Gottlob ist mir nun auch endgültig gleichgültig, was andere über mich denken und sagen. Sie haben bereits alles, was möglich ist – im Guten (wenig) und im Schlechten (viel) – über mich gesagt. Da kann man mit keinem Skandal mehr kommen. Frei nach dem Motto: „Ist der Ruf erst ruiniert, lebt sich`s völlig ungeniert“ verbringe ich meine Zeit in seliger Narrenfreiheit und lache mir ins Fäustchen. Es macht Spaß, zu wissen, dass die Leute meinen, man würde sich Gedanken darüber machen, was sie von einem denken. Das war einmal. Heute ist es ein Spiel, Ihre Empörung zu provozieren. Denn es passiert nichts, wenn sie sich empören. Mir nicht. Ihnen aber. Und das ist schon spaßig.
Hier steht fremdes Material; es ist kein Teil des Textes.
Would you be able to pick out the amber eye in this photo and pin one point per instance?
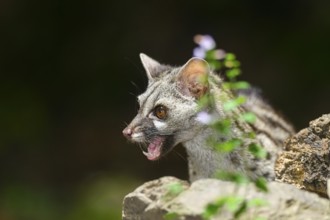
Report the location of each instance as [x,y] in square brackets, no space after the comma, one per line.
[160,111]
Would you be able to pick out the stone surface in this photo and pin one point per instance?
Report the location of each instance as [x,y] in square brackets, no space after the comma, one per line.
[304,164]
[153,201]
[305,161]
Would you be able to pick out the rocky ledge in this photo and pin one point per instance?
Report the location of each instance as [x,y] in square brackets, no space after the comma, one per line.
[302,175]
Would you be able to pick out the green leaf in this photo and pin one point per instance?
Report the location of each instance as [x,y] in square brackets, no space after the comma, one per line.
[233,203]
[241,209]
[223,126]
[233,73]
[212,209]
[257,202]
[257,151]
[228,146]
[232,104]
[261,184]
[239,85]
[215,65]
[171,216]
[230,56]
[249,117]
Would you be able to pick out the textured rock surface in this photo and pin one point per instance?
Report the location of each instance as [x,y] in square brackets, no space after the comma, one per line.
[153,201]
[305,161]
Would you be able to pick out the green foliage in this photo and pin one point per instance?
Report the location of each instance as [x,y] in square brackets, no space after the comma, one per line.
[234,103]
[261,184]
[237,178]
[230,66]
[171,216]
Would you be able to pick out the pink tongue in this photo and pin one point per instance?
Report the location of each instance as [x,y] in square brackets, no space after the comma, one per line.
[154,148]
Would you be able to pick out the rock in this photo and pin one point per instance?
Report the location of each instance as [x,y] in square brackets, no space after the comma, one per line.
[304,164]
[305,161]
[154,200]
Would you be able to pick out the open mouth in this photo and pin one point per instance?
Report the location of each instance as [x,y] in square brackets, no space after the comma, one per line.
[154,149]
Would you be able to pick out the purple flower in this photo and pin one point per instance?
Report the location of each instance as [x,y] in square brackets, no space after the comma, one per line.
[199,52]
[206,42]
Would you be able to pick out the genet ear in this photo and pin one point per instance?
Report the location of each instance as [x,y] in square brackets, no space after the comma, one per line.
[192,78]
[151,66]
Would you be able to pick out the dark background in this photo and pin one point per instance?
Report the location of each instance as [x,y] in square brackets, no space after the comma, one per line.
[66,90]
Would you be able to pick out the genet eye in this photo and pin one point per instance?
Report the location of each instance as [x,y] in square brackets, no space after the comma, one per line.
[160,111]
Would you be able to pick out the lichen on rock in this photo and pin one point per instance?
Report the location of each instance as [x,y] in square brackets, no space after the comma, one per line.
[305,161]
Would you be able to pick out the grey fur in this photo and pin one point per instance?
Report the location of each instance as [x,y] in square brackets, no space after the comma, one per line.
[181,126]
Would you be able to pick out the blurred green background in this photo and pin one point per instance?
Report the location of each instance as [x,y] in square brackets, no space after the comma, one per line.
[70,72]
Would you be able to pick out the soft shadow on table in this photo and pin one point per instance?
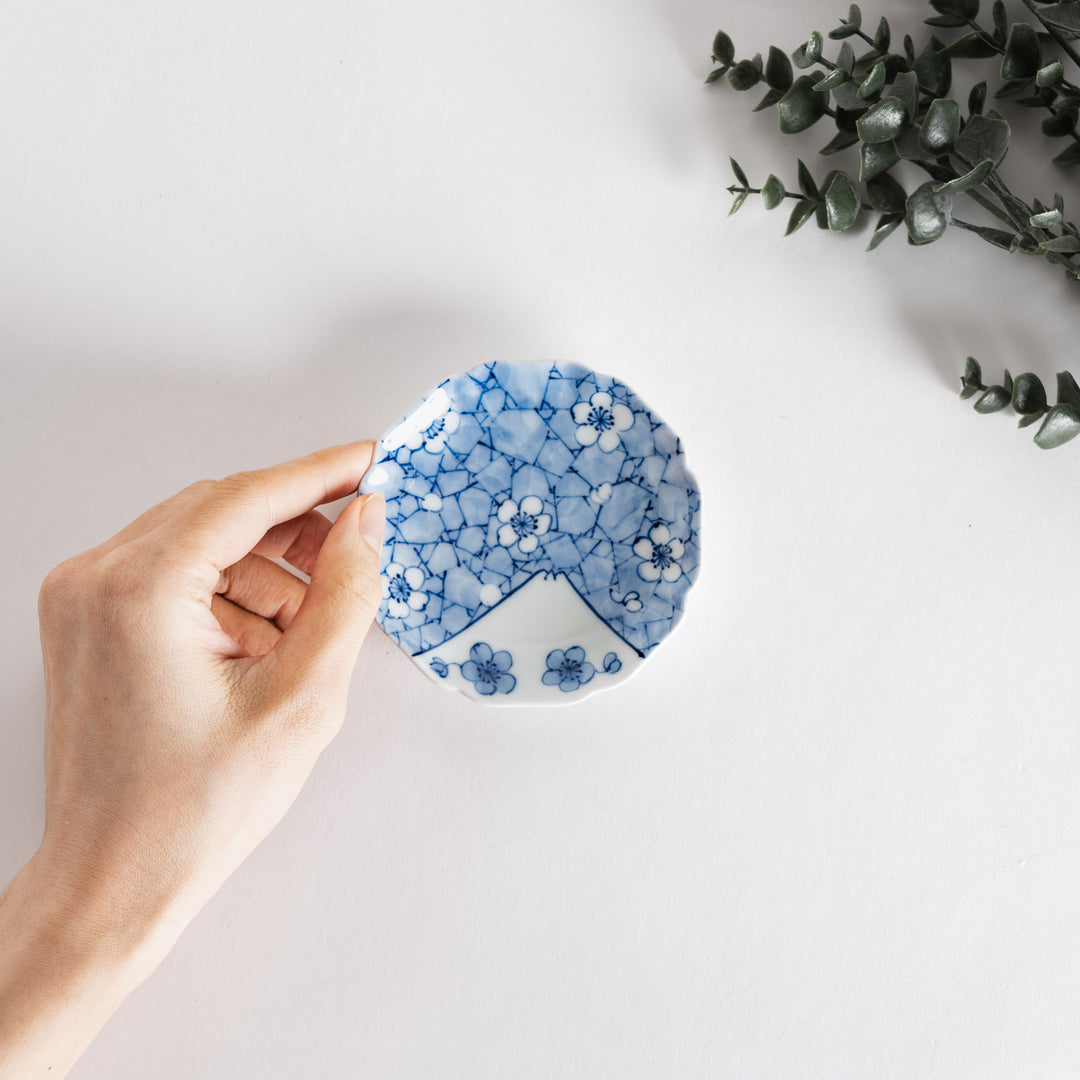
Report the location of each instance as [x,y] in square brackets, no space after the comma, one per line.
[102,440]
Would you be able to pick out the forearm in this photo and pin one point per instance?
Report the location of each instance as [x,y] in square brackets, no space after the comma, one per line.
[64,970]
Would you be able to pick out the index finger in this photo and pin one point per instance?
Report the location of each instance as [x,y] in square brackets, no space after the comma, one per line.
[235,513]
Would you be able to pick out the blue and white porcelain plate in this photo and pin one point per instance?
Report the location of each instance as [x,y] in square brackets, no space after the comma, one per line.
[542,532]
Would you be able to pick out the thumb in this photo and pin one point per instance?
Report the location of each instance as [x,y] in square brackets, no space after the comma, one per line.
[325,635]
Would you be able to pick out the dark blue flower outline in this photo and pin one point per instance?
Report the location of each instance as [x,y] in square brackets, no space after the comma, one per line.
[568,669]
[489,671]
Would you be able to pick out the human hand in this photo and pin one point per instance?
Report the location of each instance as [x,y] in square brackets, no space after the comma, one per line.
[191,683]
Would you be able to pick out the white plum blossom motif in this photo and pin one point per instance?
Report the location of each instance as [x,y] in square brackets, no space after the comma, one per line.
[523,525]
[660,553]
[599,421]
[433,437]
[401,589]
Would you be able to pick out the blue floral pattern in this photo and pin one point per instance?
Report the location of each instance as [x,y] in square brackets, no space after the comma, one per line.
[568,669]
[489,671]
[513,470]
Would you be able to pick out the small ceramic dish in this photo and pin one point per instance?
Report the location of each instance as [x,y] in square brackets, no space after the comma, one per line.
[542,531]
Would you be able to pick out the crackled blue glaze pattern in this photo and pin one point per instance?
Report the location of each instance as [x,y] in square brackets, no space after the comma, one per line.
[512,470]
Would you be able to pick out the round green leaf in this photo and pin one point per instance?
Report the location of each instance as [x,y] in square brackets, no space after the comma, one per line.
[906,88]
[1047,219]
[1029,395]
[835,78]
[849,25]
[801,106]
[1051,75]
[1068,392]
[873,84]
[1023,56]
[1062,423]
[801,213]
[744,75]
[1064,16]
[724,49]
[841,203]
[994,400]
[882,121]
[778,70]
[927,214]
[941,125]
[875,158]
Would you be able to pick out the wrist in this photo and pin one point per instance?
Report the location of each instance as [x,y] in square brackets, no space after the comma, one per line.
[66,964]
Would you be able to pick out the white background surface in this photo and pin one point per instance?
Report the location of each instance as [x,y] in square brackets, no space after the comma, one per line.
[831,829]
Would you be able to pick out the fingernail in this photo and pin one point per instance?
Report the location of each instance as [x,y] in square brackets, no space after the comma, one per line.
[373,520]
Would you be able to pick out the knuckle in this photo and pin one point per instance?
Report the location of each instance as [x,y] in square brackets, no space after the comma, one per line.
[58,590]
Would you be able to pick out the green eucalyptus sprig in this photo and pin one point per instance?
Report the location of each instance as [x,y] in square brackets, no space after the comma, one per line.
[1027,396]
[893,106]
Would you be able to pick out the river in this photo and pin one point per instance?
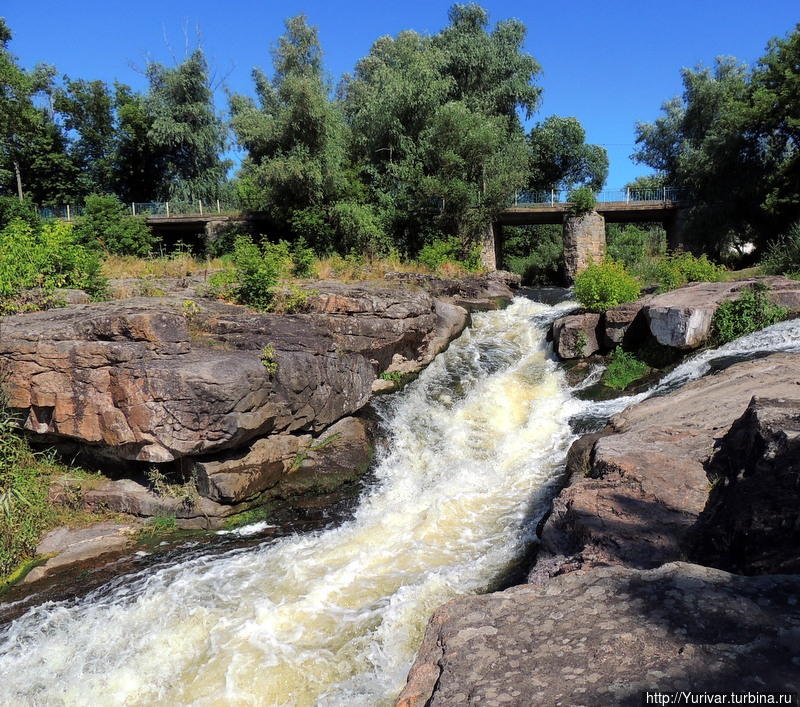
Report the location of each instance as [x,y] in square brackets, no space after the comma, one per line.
[334,617]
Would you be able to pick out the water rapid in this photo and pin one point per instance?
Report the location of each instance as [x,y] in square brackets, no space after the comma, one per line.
[334,617]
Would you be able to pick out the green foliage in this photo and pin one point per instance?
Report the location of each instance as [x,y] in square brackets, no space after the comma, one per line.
[11,209]
[47,257]
[24,481]
[268,359]
[581,201]
[605,285]
[623,369]
[302,258]
[633,245]
[107,224]
[257,271]
[749,312]
[536,253]
[679,268]
[560,157]
[434,255]
[783,256]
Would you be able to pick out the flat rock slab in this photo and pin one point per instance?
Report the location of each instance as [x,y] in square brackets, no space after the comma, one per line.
[71,545]
[682,318]
[646,481]
[605,637]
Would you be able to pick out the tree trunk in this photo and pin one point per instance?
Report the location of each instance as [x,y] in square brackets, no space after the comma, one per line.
[19,181]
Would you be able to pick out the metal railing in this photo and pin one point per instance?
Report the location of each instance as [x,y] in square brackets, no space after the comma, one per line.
[162,209]
[606,196]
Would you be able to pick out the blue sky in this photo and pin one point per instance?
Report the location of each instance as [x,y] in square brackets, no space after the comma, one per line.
[608,63]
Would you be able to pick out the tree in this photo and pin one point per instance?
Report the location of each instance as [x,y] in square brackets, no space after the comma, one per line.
[561,159]
[87,110]
[33,159]
[295,137]
[186,130]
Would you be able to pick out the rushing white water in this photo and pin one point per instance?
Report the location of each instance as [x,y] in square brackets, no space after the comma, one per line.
[332,617]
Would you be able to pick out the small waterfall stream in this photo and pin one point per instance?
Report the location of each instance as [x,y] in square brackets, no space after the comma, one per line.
[334,617]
Also trage ich an einem Tag giftgrüne Pumphosen und an einem anderen den klassischen britischen Trench. Je nach Laune und nicht nach Gebot. Manche Leute sagen auch „Strampelhosen“ und denken, damit hätten sie ein vernichtendes und zersetzendes Urteil über meinen Stil und mich abgegeben. Wenn die jedoch mein ebenso vernichtendes Urteil über den gesamten nationalen Bekleidungskonsens kennen würden, wäre ich wahrscheinlich bis zum Ende des Jahres ausgebürgert. Man hat die Freiheit im Straßencafé zu sitzen und die Welt vorbei flanieren zu lassen, ohne sich dazugehörig fühlen zu müssen. Die Jungen diktieren Moral, Mode, Stil, Gesetz, Ethik und Benimm, und da zwischen deren Vorstellungen von all dem und unseren Lichtjahre liegen, braucht man sich damit gar nicht mehr auseinanderzusetzen. Berührungspunkte gibt`s sowieso nicht mehr und es macht sich auch keiner mehr die Mühe, welche zu suchen oder zu schaffen.

Was wir Alten uns unter „Werten“ vorstellen, gilt gemeinhin als Narretei in diesen Tagen. Die Narren jedoch waren schon immer die Freiesten. Und so sollten wir uns nicht ärgern, dass wir nicht mehr ernst genommen werden, sondern uns unserer Freiheit freuen und sie nach Kräften auskosten. So frei wie im Alter ist man nie, auch wenn es heißt, für die Jugend sei die Freiheit reserviert. In der Jugend weiß man halt noch nicht so viel. Da verstrickt man sich leicht. Und Stricke behindern bekanntlich die Freiheit. Leben wir also völlig ungeniert – es stört nicht wirklich. Lachen werden sie sowieso, auch wenn wir völlig ernsthafte und gescheite Menschen sein sollten. Wenn man sich das einmal bewusst gemacht hat, ist alt werden eigentlich ganz einfach.